What “more expansive” looks like: extended show floor hours and a new afternoon pass

The event is being described as “more expansive and more immersive than ever, ” but the practical expression of that promise is most visible in access to the show floor. The plan includes expanded show floor hours on Friday and Saturday, an earlier opening on Sunday, and the introduction of a new D23 Fan Pass – Afternoon Only ticket that offers later-day entry to the Anaheim Convention Center. Ticket options are framed as spanning “a range of experiences, ” suggesting segmentation aimed at smoothing crowd flow and broadening attendance options without changing the central three-day structure.

Operationally, this matters because longer hours and a new later-entry ticket are not simply perks; they act as levers to redistribute demand. If attendance pressure concentrates at morning openings, a later-entry product can incentivize a different arrival pattern. In practice, that can reduce bottlenecks at peak times and potentially reshape what “a full day” means for different categories of attendees.

Alongside programming and hours, shopping is explicitly called out as “expanded, ” reinforcing that the show floor is being treated as a primary driver of the on-site experience. Limited-edition merchandise is part of that ecosystem; organizers note 15 styles of limited-edition pins priced at $39. 95 each.

d23 as a week-long Anaheim strategy, not just a three-day event

One of the clearest signals in the announced details is the push beyond the convention center calendar. The event is described as “more than a weekend” and instead a city-wide celebration across Anaheim leading up to the main dates. The festivities are set to begin Saturday, August 8, with the opening of the Walt Disney Archives’ newest exhibition at the Muzeo Museum and Cultural Center: Capturing Life, Creating Character: The Art of Live Action, featuring rare photography, costume pieces, and artwork.

This pre-event programming reframes the fan gathering as an extended tourism and cultural footprint rather than a single-site spectacle. It also increases the stakes of ticket access: even for those who miss out on the primary event, the broader “week-long” framing implies there are adjacent experiences that still anchor the celebration in the city.

At the same time, the ticketing architecture suggests a deliberate attempt to reward specific membership categories first. All D23 Gold Members—including those enrolled in a complimentary Gold Member plan Disney+ Perks or on Gold Essential, Choice, and Complete plans—may purchase tickets, subject to availability.

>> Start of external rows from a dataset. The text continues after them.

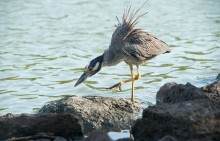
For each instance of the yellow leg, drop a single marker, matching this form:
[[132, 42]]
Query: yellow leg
[[132, 82], [138, 76]]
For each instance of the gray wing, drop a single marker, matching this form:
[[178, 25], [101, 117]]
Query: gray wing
[[144, 45]]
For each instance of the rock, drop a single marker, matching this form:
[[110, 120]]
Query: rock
[[28, 127], [184, 112], [167, 138], [98, 136], [97, 113], [213, 91], [172, 93]]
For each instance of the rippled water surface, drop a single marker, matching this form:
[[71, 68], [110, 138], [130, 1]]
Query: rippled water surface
[[44, 46]]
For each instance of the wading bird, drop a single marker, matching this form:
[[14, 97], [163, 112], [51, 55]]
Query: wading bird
[[129, 44]]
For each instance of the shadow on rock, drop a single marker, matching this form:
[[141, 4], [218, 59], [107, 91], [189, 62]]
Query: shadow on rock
[[97, 113]]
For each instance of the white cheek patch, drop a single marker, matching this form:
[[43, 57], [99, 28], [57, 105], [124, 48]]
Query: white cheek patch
[[96, 66]]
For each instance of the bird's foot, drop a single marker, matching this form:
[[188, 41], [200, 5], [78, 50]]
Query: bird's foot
[[134, 101], [118, 85]]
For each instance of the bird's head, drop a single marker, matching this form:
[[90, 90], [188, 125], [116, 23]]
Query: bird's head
[[94, 66]]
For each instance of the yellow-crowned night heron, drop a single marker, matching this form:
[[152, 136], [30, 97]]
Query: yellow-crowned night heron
[[128, 44]]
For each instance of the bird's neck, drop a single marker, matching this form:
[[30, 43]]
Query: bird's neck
[[111, 59]]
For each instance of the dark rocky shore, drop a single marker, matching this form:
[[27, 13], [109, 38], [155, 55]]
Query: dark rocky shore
[[182, 112]]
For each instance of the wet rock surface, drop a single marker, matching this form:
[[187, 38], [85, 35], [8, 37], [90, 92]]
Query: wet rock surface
[[97, 113], [183, 111], [40, 126]]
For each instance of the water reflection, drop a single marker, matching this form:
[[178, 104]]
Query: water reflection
[[45, 45]]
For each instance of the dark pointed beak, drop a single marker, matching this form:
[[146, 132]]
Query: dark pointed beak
[[82, 78]]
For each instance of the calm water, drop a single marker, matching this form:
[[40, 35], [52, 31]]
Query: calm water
[[44, 46]]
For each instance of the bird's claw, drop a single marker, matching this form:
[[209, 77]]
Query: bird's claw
[[118, 85]]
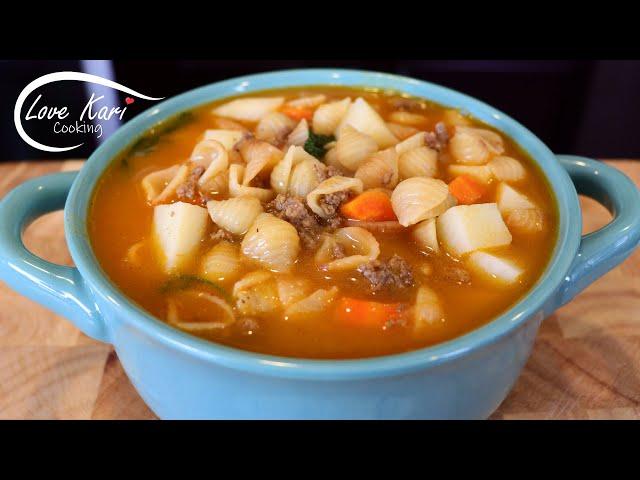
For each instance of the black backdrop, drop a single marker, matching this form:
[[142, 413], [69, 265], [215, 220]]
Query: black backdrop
[[580, 107]]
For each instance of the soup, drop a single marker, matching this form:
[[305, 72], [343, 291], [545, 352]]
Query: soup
[[323, 222]]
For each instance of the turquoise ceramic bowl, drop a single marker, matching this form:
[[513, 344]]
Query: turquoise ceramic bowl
[[181, 376]]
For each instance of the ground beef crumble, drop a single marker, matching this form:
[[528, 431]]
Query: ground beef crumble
[[323, 172], [393, 273], [331, 202], [293, 210], [222, 234]]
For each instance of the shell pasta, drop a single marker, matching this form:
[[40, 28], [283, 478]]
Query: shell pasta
[[324, 222]]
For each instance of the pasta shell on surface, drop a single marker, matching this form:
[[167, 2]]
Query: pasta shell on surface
[[236, 189], [235, 214], [221, 263], [197, 311], [327, 117], [354, 147], [155, 182], [329, 186], [249, 109], [414, 141], [211, 155], [228, 138], [272, 243], [402, 132], [281, 173], [427, 310], [300, 134], [425, 236], [331, 159], [380, 170], [365, 119], [525, 220], [475, 146], [311, 306], [260, 158], [420, 198], [308, 101], [256, 294], [274, 128], [507, 169], [292, 288], [358, 246], [170, 190], [419, 162], [408, 118], [482, 173], [304, 177], [455, 118]]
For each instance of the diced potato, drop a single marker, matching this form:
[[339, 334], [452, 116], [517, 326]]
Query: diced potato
[[365, 119], [178, 228], [508, 199], [481, 173], [425, 236], [466, 228], [228, 138], [249, 109], [494, 268]]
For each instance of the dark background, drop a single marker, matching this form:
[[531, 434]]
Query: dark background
[[585, 107]]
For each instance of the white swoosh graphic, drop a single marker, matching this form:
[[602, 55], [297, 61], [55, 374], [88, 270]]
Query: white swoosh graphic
[[55, 77]]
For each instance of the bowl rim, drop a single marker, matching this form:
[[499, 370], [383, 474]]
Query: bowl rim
[[534, 302]]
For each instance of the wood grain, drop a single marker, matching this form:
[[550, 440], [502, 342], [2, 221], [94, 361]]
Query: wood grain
[[585, 363]]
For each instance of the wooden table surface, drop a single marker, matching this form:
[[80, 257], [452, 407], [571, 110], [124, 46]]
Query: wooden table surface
[[585, 363]]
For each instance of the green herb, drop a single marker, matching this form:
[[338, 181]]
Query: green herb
[[315, 144], [182, 282], [148, 142]]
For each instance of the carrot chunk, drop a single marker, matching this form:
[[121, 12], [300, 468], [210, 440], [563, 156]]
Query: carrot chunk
[[298, 113], [466, 189], [372, 206], [365, 313]]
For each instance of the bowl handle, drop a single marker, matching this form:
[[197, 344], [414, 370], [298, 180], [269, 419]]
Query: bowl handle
[[602, 250], [57, 287]]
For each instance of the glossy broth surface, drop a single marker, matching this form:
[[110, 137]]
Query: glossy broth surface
[[121, 216]]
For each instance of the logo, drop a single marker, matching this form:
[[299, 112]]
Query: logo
[[88, 120]]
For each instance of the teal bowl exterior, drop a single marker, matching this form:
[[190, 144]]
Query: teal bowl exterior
[[181, 376]]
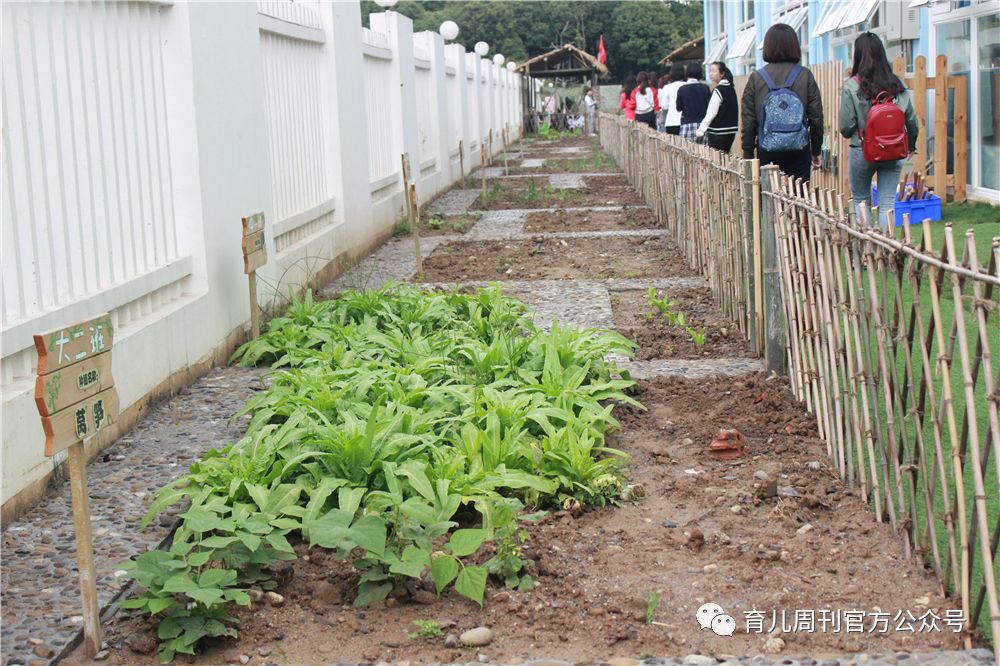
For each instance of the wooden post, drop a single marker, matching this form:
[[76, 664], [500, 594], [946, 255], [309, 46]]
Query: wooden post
[[941, 127], [774, 319], [961, 134], [482, 169], [919, 89], [415, 214], [77, 465], [254, 256], [254, 309], [76, 398]]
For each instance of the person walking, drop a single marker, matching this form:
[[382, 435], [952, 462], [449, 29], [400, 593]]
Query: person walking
[[644, 101], [590, 107], [675, 78], [661, 113], [722, 117], [692, 102], [782, 111], [626, 102], [873, 84]]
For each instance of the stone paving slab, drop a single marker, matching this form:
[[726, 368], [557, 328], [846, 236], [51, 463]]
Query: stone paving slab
[[693, 368], [453, 202], [563, 181], [393, 262], [41, 594]]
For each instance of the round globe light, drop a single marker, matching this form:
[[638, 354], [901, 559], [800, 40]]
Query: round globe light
[[449, 30]]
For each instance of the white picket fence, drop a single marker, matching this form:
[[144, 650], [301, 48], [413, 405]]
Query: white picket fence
[[137, 134]]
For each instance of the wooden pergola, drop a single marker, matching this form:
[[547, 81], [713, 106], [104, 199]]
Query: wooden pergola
[[567, 61], [693, 51]]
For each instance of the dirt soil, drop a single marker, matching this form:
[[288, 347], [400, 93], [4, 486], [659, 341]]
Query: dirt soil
[[590, 220], [637, 320], [596, 569], [507, 193], [446, 225], [554, 259]]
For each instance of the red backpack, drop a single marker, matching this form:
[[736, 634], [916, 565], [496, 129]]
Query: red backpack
[[885, 137]]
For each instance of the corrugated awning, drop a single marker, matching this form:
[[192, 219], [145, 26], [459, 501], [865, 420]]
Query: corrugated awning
[[859, 12], [795, 18], [743, 44], [718, 51]]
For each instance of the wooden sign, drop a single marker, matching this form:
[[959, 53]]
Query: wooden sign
[[254, 256], [79, 421], [59, 389], [254, 252], [76, 398], [71, 344]]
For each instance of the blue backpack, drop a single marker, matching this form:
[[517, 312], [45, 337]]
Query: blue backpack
[[783, 126]]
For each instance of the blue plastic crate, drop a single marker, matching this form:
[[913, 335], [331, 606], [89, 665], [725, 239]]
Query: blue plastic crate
[[918, 209]]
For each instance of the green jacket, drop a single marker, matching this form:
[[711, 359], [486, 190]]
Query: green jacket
[[854, 112]]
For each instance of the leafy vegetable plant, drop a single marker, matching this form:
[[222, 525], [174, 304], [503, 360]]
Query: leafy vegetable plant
[[403, 431], [666, 306]]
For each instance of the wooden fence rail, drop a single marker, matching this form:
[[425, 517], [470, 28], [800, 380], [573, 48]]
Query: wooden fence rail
[[885, 336]]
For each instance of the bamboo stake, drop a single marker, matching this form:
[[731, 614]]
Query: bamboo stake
[[482, 168], [506, 170], [977, 471], [415, 213], [461, 160]]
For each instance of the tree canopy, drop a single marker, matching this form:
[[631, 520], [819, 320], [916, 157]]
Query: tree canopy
[[637, 33]]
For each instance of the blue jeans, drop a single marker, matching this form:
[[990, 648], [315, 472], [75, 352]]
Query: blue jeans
[[860, 173]]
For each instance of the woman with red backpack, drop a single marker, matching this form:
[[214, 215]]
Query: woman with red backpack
[[876, 113]]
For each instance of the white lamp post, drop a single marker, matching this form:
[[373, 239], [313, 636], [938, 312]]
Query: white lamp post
[[449, 30]]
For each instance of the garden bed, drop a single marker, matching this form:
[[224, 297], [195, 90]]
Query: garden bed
[[440, 225], [537, 192], [595, 569], [554, 259], [646, 325], [628, 219]]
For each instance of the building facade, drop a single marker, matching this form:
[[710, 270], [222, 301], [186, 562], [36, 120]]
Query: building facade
[[967, 31]]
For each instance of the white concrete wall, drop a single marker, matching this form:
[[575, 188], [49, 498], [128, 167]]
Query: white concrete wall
[[136, 135]]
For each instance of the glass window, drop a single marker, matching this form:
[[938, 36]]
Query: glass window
[[988, 38], [955, 41]]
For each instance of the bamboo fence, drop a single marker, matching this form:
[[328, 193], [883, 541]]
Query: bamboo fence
[[887, 337], [873, 323], [700, 195]]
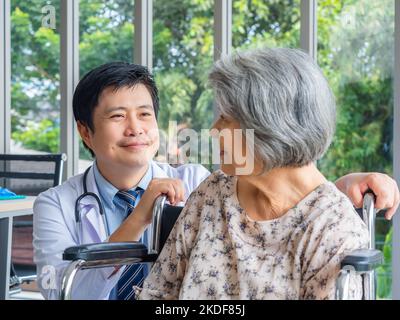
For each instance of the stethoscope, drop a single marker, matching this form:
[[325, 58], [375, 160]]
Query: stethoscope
[[78, 218]]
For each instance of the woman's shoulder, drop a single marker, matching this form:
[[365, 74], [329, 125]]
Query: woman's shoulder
[[329, 209], [217, 183]]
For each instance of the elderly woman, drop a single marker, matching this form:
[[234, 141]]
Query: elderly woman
[[280, 231]]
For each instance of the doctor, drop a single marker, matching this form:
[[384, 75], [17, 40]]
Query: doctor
[[116, 106]]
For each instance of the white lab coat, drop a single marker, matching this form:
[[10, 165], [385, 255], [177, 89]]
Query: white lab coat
[[55, 229]]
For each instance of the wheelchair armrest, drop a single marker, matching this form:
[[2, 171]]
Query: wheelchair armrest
[[363, 260], [108, 251]]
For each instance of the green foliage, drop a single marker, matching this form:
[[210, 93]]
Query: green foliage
[[384, 272], [355, 51], [43, 136]]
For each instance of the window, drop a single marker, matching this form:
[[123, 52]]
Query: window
[[266, 23], [35, 78], [183, 56], [355, 50]]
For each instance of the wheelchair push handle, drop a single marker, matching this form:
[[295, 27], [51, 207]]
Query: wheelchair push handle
[[369, 215]]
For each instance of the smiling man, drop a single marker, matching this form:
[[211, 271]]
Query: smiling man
[[115, 107]]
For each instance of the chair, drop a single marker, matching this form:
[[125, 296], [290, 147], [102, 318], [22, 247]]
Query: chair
[[120, 253], [164, 217], [362, 262], [27, 175]]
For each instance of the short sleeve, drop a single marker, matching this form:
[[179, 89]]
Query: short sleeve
[[342, 233], [166, 276]]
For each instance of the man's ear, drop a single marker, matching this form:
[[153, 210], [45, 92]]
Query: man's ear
[[84, 132]]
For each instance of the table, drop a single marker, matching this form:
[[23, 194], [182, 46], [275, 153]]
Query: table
[[8, 210]]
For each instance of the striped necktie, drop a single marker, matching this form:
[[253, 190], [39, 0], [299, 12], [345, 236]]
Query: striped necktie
[[133, 275]]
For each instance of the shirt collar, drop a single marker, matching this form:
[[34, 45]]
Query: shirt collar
[[108, 191]]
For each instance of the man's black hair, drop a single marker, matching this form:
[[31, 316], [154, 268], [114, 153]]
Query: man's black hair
[[114, 75]]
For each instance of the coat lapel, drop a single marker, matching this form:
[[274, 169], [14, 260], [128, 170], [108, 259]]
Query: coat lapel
[[92, 221]]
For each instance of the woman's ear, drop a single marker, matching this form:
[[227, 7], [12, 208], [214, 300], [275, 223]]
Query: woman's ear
[[84, 132]]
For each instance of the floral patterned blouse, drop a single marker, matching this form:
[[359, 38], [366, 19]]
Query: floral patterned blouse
[[215, 251]]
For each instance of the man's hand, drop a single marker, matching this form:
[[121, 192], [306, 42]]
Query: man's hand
[[354, 185], [134, 226], [172, 188]]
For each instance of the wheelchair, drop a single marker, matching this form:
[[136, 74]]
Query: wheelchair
[[98, 255]]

For a limited time, Disney+ subscribers on the D23 Gold Monthly plan can use a Disney+ Perk to upgrade to a paid Gold Essential, Choice, or Complete plan for 20% off, adding a financial incentive that could influence how some fans choose to qualify for earlier access windows.

What remains unknown from the currently released details is how quickly inventory will move across tiers and how the queue experience will feel at peak demand. Organizers have not offered guarantees beyond the existence of a waitlist, and the language around “limited availability” underscores that demand management is central to the 2026 strategy.

Still, the direction is clear: d23 is expanding time (longer hours and an earlier start to the week), expanding choice (an Afternoon Only pass), and tightening the mechanics of access (tiered windows and queues). For fans planning travel and budgets, the question now is less whether Anaheim will be busy in mid-August—and more whether the new access design will make the biggest weekend easier to navigate, or simply more competitive.